Biomarker haben viele Aspekte medizinischer Fragestellungen revolutioniert. Dies gilt in großem Maße für den kardiovaskulären Bereich, ist allerdings bei Weitem nicht auf diesen beschränkt. Zu nennen sind selbstverständlich die Troponine und die natriuretischen Peptide, auf der anderen Seite aber auch Tumormarker, das D‑Dimer oder das C‑reaktive Protein. Dabei sollte allerdings nicht vergessen werden, dass Biomarker im weiteren Sinne Parameter darstellen, die biologische und pathologische Prozesse beschreiben und objektiv quantifiziert oder evaluiert werden können. Daneben können Biomarker auch als Antwort auf therapeutische Interventionen beschrieben werden. Daraus kann geschlussfolgert werden, dass, selbst wenn heute der Begriff Biomarker meist auf Blut- bzw. Urinmarker abzielt, letztlich jeder objektiv quantifizierbare Parameter als Biomarker verstanden werden kann. Derartige Parameter dienen gerade in Phase-II-Studien oftmals als Surrogatendpunkte. Trotzdem schließt der Begriff Biomarker grundsätzlich auch den Blutdruck, die Körpergröße oder auch die QRS-Breite im EKG ein.
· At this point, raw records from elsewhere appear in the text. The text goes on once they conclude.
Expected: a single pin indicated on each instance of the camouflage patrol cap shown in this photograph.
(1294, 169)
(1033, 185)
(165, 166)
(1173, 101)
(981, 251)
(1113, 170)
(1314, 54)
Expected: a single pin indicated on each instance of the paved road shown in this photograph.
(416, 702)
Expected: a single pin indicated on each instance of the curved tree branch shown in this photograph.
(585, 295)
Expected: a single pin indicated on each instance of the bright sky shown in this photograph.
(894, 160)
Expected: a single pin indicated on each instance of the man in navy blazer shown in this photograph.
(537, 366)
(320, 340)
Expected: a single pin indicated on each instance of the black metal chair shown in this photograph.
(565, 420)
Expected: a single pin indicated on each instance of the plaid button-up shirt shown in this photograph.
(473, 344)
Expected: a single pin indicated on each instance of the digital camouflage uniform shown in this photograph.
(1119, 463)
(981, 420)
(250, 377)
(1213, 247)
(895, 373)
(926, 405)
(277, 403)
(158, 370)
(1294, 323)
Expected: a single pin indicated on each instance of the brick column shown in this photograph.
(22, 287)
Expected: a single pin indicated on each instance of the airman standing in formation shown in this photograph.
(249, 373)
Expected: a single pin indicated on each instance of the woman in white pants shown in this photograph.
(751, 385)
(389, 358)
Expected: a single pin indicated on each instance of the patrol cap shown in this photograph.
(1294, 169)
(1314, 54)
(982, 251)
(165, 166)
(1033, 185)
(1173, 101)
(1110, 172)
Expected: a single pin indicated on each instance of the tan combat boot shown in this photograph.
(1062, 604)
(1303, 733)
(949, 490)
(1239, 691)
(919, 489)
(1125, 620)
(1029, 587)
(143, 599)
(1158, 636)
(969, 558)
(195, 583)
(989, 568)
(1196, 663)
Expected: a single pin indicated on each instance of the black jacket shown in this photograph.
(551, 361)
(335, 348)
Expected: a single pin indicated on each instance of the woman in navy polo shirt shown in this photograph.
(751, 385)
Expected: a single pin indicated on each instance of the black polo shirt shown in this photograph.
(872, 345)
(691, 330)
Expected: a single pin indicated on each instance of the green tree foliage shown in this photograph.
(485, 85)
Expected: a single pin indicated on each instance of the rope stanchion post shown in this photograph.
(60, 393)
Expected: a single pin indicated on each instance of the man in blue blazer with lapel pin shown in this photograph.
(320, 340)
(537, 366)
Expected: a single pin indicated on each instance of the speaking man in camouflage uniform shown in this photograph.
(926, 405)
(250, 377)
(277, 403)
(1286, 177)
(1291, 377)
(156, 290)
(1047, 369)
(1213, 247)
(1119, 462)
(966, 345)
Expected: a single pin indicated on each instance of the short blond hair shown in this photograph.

Die Analyse von Biomarkerergebnissen muss das gesamte klinische Bild eines Patienten einbeziehen

Die Analyse von Blutbiomarkern bleibt gerade in der Akutdiagnostik oftmals problembehaftet. Dies hat seine Ursache teilweise in der Probenaufbereitung (Präanalytik), aber auch in patientenindividuellen Eigenheiten. Ganz vordergründig sind hier Komorbiditäten zu nennen, allen voran die eingeschränkte Nierenfunktion, die auf sehr viele im Blut nachweisbare Peptide Einfluss nimmt. Aber auch Vorhofflimmern, Verletzungen, Stress oder Blutdruckkrisen können einzelne Biomarker beeinflussen und deren Interpretation erschweren. Die Analyse von Biomarkerergebnissen bleibt also immer eine Einzelfallentscheidung, die das gesamte klinische Bild eines Patienten einbeziehen muss – damit ist sie deutlich schwieriger als das Interpretieren etwa eines Schwangerschaftstests.

An der Entwicklung der Plasmabiomarker des akuten Myokardinfarkts lässt sich dies leicht nachvollziehen. So kam es in den späten 50er-Jahren des vergangenen Jahrhunderts zunächst zur Nutzung der Analyse von Aspartataminotransferasewerten. Im weiteren Verlauf wurden ab den 1960er-Jahren die Kreatinkinase, ab den 1970er-Jahren dann die Isoenzyme der Kreatinkinase sowie die Analyse der Laktatdehydrogenaseisoenzyme verwendet. Jeder, der diese Enzyme im klinischen Alltag genutzt hat, kann nachvollziehen, wie viele verschiedene Einflussfaktoren für diese Marker vorliegen. Die Troponine wurden ab Mitte der 1990er-Jahre verfügbar, wobei inzwischen die hochsensitiven Tests den Goldstandard darstellen. Gleichwohl bleibt die Entwicklung neuer Biomarker im Fokus des wissenschaftlichen und klinischen Interesses, und es ist manchmal schwierig, mit den aktuellen Entwicklungen Schritt zu halten. Trotzdem muss festgestellt werden, dass Biomarker im klinischen Alltag nur helfen können, wenn sie Weichenstellungen bei klinischen Entscheidungen erlauben. Gerade bei der nahezu unüberschaubaren Zahl von prognostischen Biomarkern, die etwa das Überleben prädiktieren sollen, ist genau dies allerdings häufig nicht der Fall, da eine Prognoseabschätzung allein nicht dazu führt, Therapieentscheidungen zu adjustieren bzw. infrage zu stellen. Hierzu sind prospektive Evaluationen erforderlich, die oftmals fehlen.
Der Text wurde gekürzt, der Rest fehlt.